I generally do not welcome the advent of ubiquitous UAVs, filling the air with traffic, snooping on neighbors, and generally annoying me.
I have commented on various defenses that people will surely deploy, in an arms race that only adds to the undesirable effects of civilian drone proliferation. I was one of the first to call for a rebirth of falconry, deploying avian defenders.
Of course, UAVs are also used in combat, and military drones are way more dangerous (that is their purpose) and way tougher to sweep away. The countermeasures we see for civilian uses are of little use against military aircraft.
Military forces need to be able to shoot down UAVs quickly and efficiently. It’s a matter of life and death, and it calls for some serious technology.
Like, say, ray guns.
I can see the logic of this weapon: UAVs are small and numerous and might be launched from anywhere. It’s hard to know what a drone might do, it might be listening, in might carry weapons. And you only have seconds before it is on you.
Directed energy weapons have some chance of dropping a drone quickly, and can fire repeatedly at a swarm without running out of projectiles.

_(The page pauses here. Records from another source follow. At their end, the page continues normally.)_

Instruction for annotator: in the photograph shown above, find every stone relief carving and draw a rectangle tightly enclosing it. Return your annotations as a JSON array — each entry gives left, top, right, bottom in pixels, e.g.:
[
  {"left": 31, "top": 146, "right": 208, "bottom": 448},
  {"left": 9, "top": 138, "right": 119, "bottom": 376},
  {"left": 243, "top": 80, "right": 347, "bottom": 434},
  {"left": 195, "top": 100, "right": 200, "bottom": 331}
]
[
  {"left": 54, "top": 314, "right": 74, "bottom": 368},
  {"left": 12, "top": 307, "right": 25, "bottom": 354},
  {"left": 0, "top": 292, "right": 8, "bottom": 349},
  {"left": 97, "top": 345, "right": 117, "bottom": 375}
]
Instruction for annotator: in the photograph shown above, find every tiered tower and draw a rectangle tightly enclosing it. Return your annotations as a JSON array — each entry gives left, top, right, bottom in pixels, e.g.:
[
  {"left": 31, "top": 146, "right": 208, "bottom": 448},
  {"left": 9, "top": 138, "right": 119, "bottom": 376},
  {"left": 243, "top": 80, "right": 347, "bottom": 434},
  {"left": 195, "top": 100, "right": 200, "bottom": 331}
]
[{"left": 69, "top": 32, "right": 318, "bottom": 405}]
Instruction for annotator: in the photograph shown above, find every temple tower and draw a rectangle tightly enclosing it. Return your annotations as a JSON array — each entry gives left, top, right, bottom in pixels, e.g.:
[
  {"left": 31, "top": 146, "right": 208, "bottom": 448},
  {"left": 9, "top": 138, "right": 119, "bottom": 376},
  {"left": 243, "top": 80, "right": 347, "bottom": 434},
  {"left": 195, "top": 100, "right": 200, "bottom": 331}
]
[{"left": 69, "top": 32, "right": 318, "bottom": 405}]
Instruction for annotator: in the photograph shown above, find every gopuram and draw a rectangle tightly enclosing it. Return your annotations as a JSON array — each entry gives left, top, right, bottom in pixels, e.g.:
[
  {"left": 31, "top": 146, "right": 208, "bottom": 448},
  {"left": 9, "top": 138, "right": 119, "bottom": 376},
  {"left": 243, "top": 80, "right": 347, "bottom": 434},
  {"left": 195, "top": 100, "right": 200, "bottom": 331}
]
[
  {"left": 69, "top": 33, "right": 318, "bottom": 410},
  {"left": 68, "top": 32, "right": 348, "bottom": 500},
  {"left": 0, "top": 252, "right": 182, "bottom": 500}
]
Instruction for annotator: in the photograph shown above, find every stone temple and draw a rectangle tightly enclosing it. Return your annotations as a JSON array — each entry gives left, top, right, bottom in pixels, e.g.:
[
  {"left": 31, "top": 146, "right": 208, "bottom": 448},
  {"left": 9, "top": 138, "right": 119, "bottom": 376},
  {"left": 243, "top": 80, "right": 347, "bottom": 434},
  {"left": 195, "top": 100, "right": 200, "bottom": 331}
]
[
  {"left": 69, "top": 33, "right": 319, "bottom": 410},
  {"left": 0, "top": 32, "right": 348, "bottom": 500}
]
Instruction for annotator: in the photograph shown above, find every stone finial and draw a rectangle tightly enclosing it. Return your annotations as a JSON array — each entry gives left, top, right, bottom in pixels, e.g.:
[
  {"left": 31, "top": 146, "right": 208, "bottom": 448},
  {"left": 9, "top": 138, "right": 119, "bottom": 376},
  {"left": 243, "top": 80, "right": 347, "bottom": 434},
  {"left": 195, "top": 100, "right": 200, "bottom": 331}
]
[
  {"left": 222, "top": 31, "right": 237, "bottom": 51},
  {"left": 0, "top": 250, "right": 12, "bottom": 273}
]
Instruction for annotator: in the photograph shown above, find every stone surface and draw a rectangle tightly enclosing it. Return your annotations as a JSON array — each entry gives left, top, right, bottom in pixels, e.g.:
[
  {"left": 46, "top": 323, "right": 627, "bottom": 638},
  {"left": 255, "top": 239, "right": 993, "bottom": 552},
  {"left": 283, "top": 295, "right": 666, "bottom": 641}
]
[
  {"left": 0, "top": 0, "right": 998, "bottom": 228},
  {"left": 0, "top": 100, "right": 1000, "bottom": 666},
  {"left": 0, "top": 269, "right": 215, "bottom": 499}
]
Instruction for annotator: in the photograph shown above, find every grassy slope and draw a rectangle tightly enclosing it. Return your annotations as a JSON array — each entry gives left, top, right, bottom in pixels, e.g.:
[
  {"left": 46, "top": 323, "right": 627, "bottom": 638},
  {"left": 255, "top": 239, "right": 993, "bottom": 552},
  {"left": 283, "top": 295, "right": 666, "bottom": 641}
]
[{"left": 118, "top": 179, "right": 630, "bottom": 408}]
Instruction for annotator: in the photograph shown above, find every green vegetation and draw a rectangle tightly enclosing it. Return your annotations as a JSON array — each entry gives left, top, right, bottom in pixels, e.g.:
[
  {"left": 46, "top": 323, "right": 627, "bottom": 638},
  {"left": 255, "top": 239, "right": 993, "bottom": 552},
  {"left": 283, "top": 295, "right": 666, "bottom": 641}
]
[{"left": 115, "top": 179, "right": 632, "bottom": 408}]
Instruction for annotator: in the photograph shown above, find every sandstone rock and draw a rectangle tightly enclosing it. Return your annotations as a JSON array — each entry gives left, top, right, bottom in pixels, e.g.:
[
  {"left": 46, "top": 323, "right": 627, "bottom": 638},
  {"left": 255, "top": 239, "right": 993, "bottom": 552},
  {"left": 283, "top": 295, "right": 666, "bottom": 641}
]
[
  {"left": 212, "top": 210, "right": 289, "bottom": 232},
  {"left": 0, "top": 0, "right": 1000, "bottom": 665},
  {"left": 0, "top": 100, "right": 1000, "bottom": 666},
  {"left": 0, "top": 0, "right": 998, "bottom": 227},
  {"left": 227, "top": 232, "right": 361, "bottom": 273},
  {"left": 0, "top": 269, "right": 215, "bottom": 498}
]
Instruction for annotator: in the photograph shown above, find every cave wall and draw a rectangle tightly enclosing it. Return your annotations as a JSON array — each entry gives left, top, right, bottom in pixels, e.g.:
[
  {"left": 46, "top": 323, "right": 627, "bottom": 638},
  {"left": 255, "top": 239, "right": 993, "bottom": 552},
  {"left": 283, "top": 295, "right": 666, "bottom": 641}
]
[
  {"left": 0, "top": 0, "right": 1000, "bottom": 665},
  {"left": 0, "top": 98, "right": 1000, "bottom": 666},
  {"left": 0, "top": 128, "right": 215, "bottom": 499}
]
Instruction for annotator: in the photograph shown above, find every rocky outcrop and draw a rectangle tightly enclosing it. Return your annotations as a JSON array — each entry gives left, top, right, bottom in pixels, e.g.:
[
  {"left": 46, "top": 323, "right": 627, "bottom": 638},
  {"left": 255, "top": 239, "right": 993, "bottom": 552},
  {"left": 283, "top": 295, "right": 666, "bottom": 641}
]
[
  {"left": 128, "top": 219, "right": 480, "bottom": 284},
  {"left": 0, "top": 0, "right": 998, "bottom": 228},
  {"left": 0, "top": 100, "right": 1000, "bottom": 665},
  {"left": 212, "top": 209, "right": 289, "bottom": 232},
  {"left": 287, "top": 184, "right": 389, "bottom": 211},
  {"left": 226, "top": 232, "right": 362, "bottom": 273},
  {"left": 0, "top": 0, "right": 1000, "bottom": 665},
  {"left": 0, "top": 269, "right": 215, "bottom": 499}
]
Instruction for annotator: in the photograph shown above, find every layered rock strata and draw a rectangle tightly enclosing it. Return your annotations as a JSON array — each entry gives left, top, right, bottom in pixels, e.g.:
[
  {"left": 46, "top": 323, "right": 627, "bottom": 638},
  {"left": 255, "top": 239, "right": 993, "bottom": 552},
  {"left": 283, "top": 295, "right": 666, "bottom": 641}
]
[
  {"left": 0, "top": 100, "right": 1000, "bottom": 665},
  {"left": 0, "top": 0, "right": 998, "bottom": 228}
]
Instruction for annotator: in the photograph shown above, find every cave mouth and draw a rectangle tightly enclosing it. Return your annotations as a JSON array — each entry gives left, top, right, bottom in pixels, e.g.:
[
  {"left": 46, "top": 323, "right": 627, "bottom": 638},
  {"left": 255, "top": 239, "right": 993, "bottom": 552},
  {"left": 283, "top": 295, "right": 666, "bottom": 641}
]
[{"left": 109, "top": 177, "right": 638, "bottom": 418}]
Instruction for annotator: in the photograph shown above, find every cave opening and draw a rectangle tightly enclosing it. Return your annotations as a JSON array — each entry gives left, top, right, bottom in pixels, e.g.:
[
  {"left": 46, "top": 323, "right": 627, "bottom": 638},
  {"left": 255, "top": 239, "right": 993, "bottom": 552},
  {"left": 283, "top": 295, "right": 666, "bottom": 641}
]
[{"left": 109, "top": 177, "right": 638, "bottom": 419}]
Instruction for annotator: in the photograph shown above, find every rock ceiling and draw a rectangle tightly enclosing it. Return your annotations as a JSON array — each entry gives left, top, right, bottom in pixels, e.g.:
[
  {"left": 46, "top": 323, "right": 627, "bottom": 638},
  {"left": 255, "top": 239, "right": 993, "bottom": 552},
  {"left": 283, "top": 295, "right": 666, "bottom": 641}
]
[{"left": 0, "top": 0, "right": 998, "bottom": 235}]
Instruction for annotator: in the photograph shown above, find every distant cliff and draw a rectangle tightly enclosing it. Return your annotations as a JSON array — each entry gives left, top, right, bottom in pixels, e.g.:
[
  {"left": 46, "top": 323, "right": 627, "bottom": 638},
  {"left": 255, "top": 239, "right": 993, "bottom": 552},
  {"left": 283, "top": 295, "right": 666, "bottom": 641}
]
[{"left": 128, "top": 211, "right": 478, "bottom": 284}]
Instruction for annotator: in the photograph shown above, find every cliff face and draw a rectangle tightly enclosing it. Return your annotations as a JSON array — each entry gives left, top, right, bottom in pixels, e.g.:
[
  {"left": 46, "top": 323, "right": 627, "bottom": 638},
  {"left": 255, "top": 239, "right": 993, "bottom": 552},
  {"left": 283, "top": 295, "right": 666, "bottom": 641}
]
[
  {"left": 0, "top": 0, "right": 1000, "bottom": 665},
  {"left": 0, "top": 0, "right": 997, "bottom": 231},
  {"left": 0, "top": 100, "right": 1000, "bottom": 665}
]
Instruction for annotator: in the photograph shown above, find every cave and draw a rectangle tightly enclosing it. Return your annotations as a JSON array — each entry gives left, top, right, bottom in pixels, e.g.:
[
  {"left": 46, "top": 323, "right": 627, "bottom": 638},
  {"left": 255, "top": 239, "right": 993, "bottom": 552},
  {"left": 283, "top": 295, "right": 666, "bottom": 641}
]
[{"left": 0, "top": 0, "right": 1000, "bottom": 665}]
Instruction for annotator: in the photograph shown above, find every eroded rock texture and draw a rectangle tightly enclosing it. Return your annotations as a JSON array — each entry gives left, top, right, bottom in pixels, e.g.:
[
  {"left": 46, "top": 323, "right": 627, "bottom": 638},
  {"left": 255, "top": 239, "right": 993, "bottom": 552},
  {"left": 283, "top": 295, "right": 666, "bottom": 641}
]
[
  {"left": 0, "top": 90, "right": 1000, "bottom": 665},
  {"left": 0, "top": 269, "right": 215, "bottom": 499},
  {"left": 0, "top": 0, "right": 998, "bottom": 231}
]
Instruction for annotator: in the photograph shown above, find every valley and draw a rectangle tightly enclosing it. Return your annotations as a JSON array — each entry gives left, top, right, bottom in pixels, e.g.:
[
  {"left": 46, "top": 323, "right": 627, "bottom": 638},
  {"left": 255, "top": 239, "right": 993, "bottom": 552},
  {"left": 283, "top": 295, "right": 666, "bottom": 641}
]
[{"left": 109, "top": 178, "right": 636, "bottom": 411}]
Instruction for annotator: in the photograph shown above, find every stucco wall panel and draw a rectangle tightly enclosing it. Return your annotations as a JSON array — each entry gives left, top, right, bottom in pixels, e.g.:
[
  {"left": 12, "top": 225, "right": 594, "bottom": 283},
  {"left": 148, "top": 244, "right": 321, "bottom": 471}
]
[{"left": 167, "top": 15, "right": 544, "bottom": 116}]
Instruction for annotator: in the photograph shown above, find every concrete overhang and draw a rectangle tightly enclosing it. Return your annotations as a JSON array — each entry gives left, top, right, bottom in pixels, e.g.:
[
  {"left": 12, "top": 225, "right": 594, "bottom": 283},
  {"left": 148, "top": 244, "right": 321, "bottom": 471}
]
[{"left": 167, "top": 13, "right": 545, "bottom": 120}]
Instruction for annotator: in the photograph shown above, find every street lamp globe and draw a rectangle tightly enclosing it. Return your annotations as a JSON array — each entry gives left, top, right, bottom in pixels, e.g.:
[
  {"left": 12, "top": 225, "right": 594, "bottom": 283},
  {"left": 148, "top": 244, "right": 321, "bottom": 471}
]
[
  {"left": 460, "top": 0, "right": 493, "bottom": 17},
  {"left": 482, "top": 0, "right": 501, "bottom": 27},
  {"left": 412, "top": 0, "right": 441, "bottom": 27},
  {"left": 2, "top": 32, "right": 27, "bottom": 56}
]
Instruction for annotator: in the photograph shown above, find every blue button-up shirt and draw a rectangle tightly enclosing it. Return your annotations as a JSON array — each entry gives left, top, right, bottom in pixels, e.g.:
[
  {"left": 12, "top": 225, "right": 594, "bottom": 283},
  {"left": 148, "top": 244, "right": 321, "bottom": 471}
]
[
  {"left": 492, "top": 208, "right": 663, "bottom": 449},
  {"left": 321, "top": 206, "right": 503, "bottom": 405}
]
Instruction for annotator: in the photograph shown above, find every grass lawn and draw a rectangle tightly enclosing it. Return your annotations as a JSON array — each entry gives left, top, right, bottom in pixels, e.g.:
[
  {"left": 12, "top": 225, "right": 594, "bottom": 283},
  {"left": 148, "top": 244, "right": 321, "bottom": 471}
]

Of course, military UAVs will soon be hardened to resist such attacks, and I’m sure that all the major military powers will have such directed energy weapons, and also hardened drones. But the lightest and cheapest drones will remain vulnerable, so this weapon might give some breathing space, especially against repurposed civilian UAVs.
Evan Ackerman notes that microwaves are similarly effective against any electronics, including vehicles, computers, and radios. They also are painful and potencially harmful for people who get in the beam This is not a toy.
I would also add that the increased military use of wearable devices, smart clothing, and on-body networks means that an individual soldier and his or her kit might be quite vulnerable to this weapon as well.
By the way, this weapon probably would chase away or kill off raptors, defensive or not. Not to mention innocent wildlife, farm animals, and civilians. Sigh.
Will we see this kind of tech in civilian setting?. Gosh, I hope not soon. But I’m sure that there will be a temptation to deploy stuff like this around major fixed infrastructure and monuments. Double sigh.
Unfortunately, I suspect you could build a crude but very dangerous version of this concept in a garage. (It would probably be as dangerous to the operator as to any drones in the area.) The main good news is that this technology probably less dangerous that some alternatives, such as blasting away with a shotgun or homemade artillery.